In treating the disease the present season the best results were obtained from the use of the ammoniacal copper carbonate and the Bordeaux mixture. As far as the efficacy of the two fungicides is concerned there is little choice. The ease with which the ammoniacal solution is prepared and applied, however, makes it more desirable in the end. The treated trees retained their foliage until frost, and in many cases made a growth of nearly 2 feet more than the untreated. Six sprayings in all were made, beginning on May 1 and continuing at intervals.of twelve days. The total cost of the treatment for trees three years old was approximately one fourth of a cent per tree.

As the experiments in the treatment of strawberry leaf-blight do not necessitate any elaborate details, we will give an account of the work in full.

On April 18 a plat of the Wilson strawberry containing five rows each 90 feet long and running north and south was staked off and prepared for treatment. The ground sloped gently towards the south and had evidently been somewhat neglected, as the plants were thickly matted and full of weeds. The rows were numbered 1, 2, 3, 4, and 5. On the 28th of April rows 1 to 3, inclusive, were sprayed, while the others were left unsprayed for comparison. At this time considerable leaf-blight had already appeared, but the plants were in nowise seriously injured by the disease. Of the three rows treated No. 1 was sprayed with ammoniacal copper carbonate solution; No. 2 with Bean's sulphur powder one half pound to 5 gallons of water; No. 3 with potassium sulphide solution, one half ounce to 5 gallons. The sprayings were repeated on May 13 and May 23.

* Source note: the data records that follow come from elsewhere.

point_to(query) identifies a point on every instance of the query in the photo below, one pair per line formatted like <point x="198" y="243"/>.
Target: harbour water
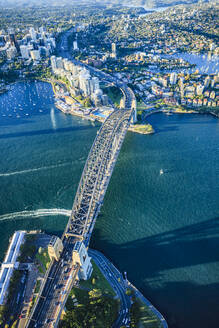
<point x="161" y="228"/>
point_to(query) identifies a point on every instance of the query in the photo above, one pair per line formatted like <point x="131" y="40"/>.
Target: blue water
<point x="162" y="229"/>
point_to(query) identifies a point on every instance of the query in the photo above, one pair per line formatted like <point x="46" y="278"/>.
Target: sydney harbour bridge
<point x="95" y="178"/>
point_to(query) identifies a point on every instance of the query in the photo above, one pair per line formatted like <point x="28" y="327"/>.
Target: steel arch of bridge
<point x="96" y="175"/>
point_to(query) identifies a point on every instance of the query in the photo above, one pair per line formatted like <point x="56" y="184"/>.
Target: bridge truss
<point x="96" y="175"/>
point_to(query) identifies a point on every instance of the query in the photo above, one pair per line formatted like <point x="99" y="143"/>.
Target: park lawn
<point x="98" y="281"/>
<point x="43" y="258"/>
<point x="114" y="94"/>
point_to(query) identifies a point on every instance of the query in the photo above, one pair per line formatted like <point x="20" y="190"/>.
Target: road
<point x="53" y="288"/>
<point x="116" y="280"/>
<point x="61" y="276"/>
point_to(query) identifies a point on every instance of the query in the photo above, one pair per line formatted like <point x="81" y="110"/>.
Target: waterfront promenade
<point x="120" y="285"/>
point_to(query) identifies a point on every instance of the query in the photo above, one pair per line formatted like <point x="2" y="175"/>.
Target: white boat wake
<point x="35" y="214"/>
<point x="7" y="174"/>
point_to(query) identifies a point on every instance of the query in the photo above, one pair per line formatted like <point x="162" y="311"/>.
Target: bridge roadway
<point x="61" y="276"/>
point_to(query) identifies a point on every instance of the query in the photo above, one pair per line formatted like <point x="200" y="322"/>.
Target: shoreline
<point x="124" y="283"/>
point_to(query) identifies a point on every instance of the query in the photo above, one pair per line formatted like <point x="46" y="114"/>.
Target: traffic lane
<point x="43" y="303"/>
<point x="113" y="280"/>
<point x="52" y="297"/>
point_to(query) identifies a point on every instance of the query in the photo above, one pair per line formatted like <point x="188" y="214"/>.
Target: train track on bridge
<point x="87" y="203"/>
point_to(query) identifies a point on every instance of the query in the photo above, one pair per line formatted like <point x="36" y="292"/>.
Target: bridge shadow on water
<point x="43" y="132"/>
<point x="184" y="301"/>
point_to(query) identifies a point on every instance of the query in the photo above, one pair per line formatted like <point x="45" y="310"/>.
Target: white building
<point x="173" y="78"/>
<point x="35" y="54"/>
<point x="55" y="248"/>
<point x="33" y="34"/>
<point x="80" y="256"/>
<point x="199" y="89"/>
<point x="59" y="62"/>
<point x="53" y="62"/>
<point x="75" y="45"/>
<point x="25" y="52"/>
<point x="10" y="263"/>
<point x="11" y="52"/>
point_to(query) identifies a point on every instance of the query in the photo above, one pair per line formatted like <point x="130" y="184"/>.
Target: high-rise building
<point x="173" y="78"/>
<point x="53" y="62"/>
<point x="33" y="34"/>
<point x="113" y="55"/>
<point x="207" y="82"/>
<point x="13" y="40"/>
<point x="181" y="85"/>
<point x="75" y="45"/>
<point x="35" y="54"/>
<point x="59" y="62"/>
<point x="11" y="52"/>
<point x="42" y="29"/>
<point x="25" y="52"/>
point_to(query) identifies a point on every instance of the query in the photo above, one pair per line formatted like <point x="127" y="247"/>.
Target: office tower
<point x="25" y="52"/>
<point x="75" y="45"/>
<point x="113" y="55"/>
<point x="35" y="55"/>
<point x="13" y="40"/>
<point x="59" y="62"/>
<point x="173" y="78"/>
<point x="11" y="52"/>
<point x="33" y="34"/>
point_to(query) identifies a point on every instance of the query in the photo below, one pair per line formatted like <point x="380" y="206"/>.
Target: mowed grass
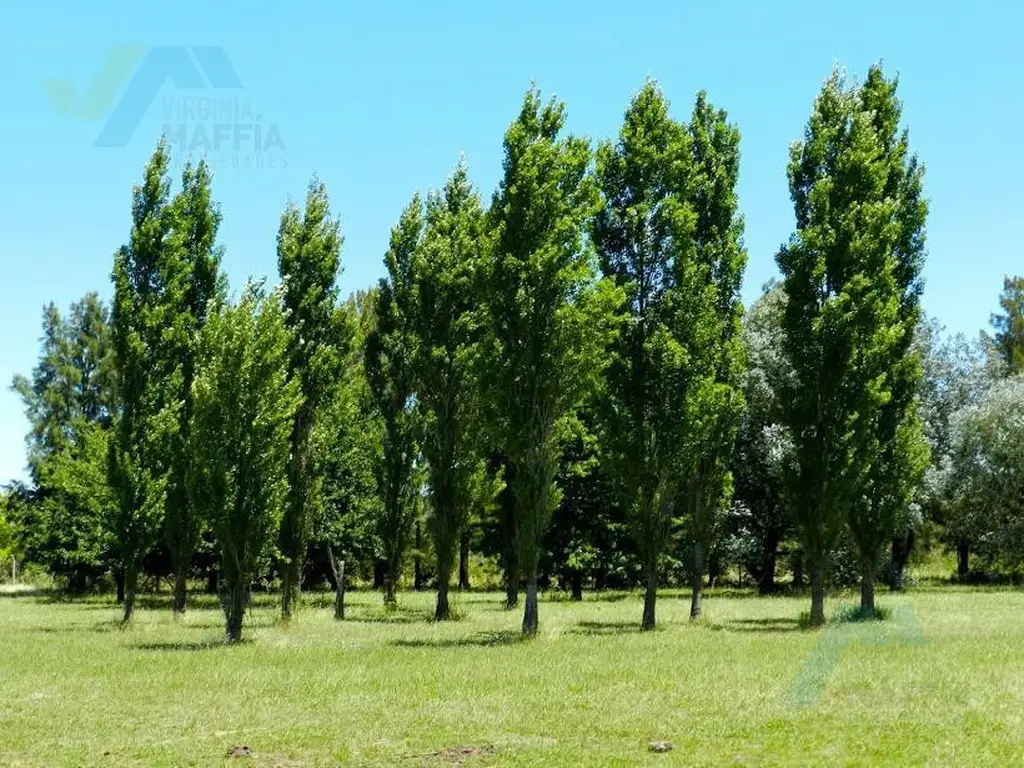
<point x="940" y="683"/>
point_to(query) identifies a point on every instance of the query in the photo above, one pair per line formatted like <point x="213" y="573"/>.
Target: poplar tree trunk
<point x="798" y="570"/>
<point x="180" y="588"/>
<point x="529" y="616"/>
<point x="649" y="599"/>
<point x="119" y="583"/>
<point x="235" y="606"/>
<point x="697" y="584"/>
<point x="390" y="584"/>
<point x="464" y="562"/>
<point x="131" y="584"/>
<point x="818" y="594"/>
<point x="963" y="559"/>
<point x="288" y="594"/>
<point x="511" y="585"/>
<point x="338" y="568"/>
<point x="867" y="588"/>
<point x="442" y="612"/>
<point x="766" y="577"/>
<point x="576" y="581"/>
<point x="417" y="561"/>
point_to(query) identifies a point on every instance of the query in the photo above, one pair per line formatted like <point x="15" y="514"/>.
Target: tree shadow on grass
<point x="605" y="628"/>
<point x="391" y="617"/>
<point x="189" y="645"/>
<point x="760" y="626"/>
<point x="478" y="639"/>
<point x="73" y="628"/>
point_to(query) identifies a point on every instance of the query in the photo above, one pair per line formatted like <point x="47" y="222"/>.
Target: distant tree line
<point x="563" y="380"/>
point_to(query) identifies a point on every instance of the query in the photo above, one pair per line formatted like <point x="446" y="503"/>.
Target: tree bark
<point x="211" y="582"/>
<point x="766" y="576"/>
<point x="902" y="547"/>
<point x="390" y="577"/>
<point x="131" y="583"/>
<point x="649" y="599"/>
<point x="235" y="607"/>
<point x="963" y="559"/>
<point x="288" y="593"/>
<point x="529" y="616"/>
<point x="511" y="586"/>
<point x="442" y="612"/>
<point x="338" y="568"/>
<point x="464" y="562"/>
<point x="818" y="594"/>
<point x="697" y="583"/>
<point x="417" y="560"/>
<point x="867" y="588"/>
<point x="180" y="588"/>
<point x="576" y="582"/>
<point x="119" y="584"/>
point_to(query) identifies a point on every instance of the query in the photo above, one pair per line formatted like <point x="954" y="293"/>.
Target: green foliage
<point x="670" y="236"/>
<point x="550" y="320"/>
<point x="308" y="261"/>
<point x="348" y="440"/>
<point x="70" y="404"/>
<point x="985" y="479"/>
<point x="148" y="373"/>
<point x="245" y="403"/>
<point x="444" y="323"/>
<point x="851" y="279"/>
<point x="761" y="517"/>
<point x="899" y="453"/>
<point x="389" y="359"/>
<point x="195" y="287"/>
<point x="1009" y="326"/>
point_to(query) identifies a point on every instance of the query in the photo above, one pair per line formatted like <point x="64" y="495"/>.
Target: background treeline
<point x="558" y="387"/>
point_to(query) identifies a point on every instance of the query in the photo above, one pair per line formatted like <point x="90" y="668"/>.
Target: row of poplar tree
<point x="598" y="285"/>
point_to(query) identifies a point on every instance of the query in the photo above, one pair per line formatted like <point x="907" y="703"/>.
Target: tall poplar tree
<point x="389" y="359"/>
<point x="197" y="283"/>
<point x="244" y="408"/>
<point x="308" y="261"/>
<point x="550" y="318"/>
<point x="721" y="259"/>
<point x="148" y="382"/>
<point x="444" y="321"/>
<point x="644" y="235"/>
<point x="900" y="451"/>
<point x="843" y="318"/>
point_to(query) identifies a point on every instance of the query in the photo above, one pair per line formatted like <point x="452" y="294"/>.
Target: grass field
<point x="941" y="682"/>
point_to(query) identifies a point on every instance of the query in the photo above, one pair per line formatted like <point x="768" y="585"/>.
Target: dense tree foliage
<point x="850" y="274"/>
<point x="245" y="403"/>
<point x="563" y="383"/>
<point x="148" y="376"/>
<point x="389" y="358"/>
<point x="70" y="401"/>
<point x="197" y="284"/>
<point x="550" y="317"/>
<point x="308" y="261"/>
<point x="444" y="324"/>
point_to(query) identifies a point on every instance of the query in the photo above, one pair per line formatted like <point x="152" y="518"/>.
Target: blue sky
<point x="380" y="99"/>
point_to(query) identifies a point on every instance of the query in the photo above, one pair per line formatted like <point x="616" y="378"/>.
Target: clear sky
<point x="381" y="98"/>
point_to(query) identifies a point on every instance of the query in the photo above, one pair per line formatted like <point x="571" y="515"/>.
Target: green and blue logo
<point x="207" y="112"/>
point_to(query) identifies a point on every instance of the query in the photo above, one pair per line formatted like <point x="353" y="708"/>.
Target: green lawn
<point x="940" y="683"/>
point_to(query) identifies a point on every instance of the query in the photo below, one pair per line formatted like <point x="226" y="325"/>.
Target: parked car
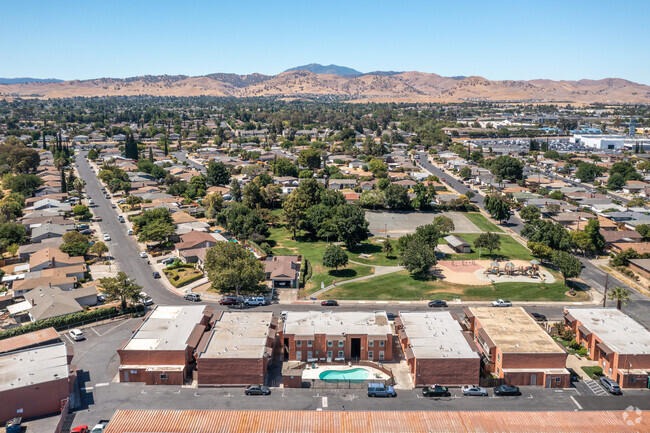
<point x="539" y="317"/>
<point x="380" y="390"/>
<point x="257" y="390"/>
<point x="474" y="390"/>
<point x="435" y="391"/>
<point x="192" y="297"/>
<point x="438" y="303"/>
<point x="506" y="390"/>
<point x="255" y="300"/>
<point x="501" y="303"/>
<point x="76" y="334"/>
<point x="228" y="301"/>
<point x="610" y="385"/>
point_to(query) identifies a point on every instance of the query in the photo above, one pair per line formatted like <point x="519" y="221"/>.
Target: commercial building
<point x="514" y="347"/>
<point x="337" y="336"/>
<point x="35" y="381"/>
<point x="437" y="350"/>
<point x="161" y="349"/>
<point x="237" y="350"/>
<point x="620" y="345"/>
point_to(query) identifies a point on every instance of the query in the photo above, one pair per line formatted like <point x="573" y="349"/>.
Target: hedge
<point x="63" y="322"/>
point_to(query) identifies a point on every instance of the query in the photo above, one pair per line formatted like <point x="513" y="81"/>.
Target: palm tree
<point x="621" y="295"/>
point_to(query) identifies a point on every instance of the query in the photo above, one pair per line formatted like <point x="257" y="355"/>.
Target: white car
<point x="76" y="334"/>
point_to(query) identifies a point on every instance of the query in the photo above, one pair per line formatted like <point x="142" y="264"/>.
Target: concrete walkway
<point x="379" y="270"/>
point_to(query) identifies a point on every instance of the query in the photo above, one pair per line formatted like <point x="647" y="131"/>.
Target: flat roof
<point x="616" y="329"/>
<point x="436" y="335"/>
<point x="239" y="335"/>
<point x="32" y="366"/>
<point x="166" y="328"/>
<point x="309" y="323"/>
<point x="380" y="421"/>
<point x="513" y="330"/>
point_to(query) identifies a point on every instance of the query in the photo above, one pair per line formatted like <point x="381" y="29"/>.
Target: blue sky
<point x="569" y="39"/>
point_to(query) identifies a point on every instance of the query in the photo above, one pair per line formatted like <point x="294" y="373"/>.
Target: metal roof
<point x="224" y="421"/>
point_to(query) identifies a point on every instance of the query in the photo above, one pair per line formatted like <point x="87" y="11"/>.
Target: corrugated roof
<point x="224" y="421"/>
<point x="28" y="340"/>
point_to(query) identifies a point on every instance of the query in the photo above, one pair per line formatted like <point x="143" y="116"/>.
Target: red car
<point x="228" y="301"/>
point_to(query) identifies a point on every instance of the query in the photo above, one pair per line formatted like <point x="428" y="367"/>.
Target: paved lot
<point x="398" y="224"/>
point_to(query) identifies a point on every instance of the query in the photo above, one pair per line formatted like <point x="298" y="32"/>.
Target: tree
<point x="621" y="295"/>
<point x="445" y="225"/>
<point x="569" y="266"/>
<point x="309" y="158"/>
<point x="99" y="248"/>
<point x="122" y="288"/>
<point x="334" y="257"/>
<point x="217" y="173"/>
<point x="397" y="197"/>
<point x="489" y="241"/>
<point x="230" y="266"/>
<point x="530" y="213"/>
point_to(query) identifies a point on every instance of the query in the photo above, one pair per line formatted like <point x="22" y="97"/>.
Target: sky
<point x="519" y="40"/>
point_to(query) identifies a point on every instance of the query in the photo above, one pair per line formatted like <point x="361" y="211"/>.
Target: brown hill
<point x="406" y="86"/>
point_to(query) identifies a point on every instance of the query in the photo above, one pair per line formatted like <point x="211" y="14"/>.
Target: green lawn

The cost of the treatment, including labor in preparing and applying the remedies, chemicals, etc., was, for the plat treated with the ammoniacal copper carbonate solution, 13 cents; plat treated with Bean's powder, 8 cents ; plat 3, treated with potassium sulphide solution, 3} cents. Basing our estimates on these figures the cost of treating an acre with each of the foregoing preparations would be approximately as follows: For the ammoniacal solution, $21; Bean's powder, $12; potassium sulphide solution, $6. We feel safé in saying that in treating as much as an acre the cost would be lessened at least 25 per cent.

At the time of the second spraying it was an easy matter to distinguish the row treated with the ammoniacal solution on account of its brighter and more thrifty foliage, comparatively free from leafblight. The other rows at this data were all badly diseased, there being little if any difference between the treated and untreated. On May 23, when the last spraying was made, the difference between the row treated with ammoniacal copper carbonate and the others was even more striking than when noted ten days previous. What made the result of more interest and importance was the fact that a portion of this same row which extended beyond the experimental plat and which in consequence was not treated, was as badly diseased as the unsprayed rows of the plat.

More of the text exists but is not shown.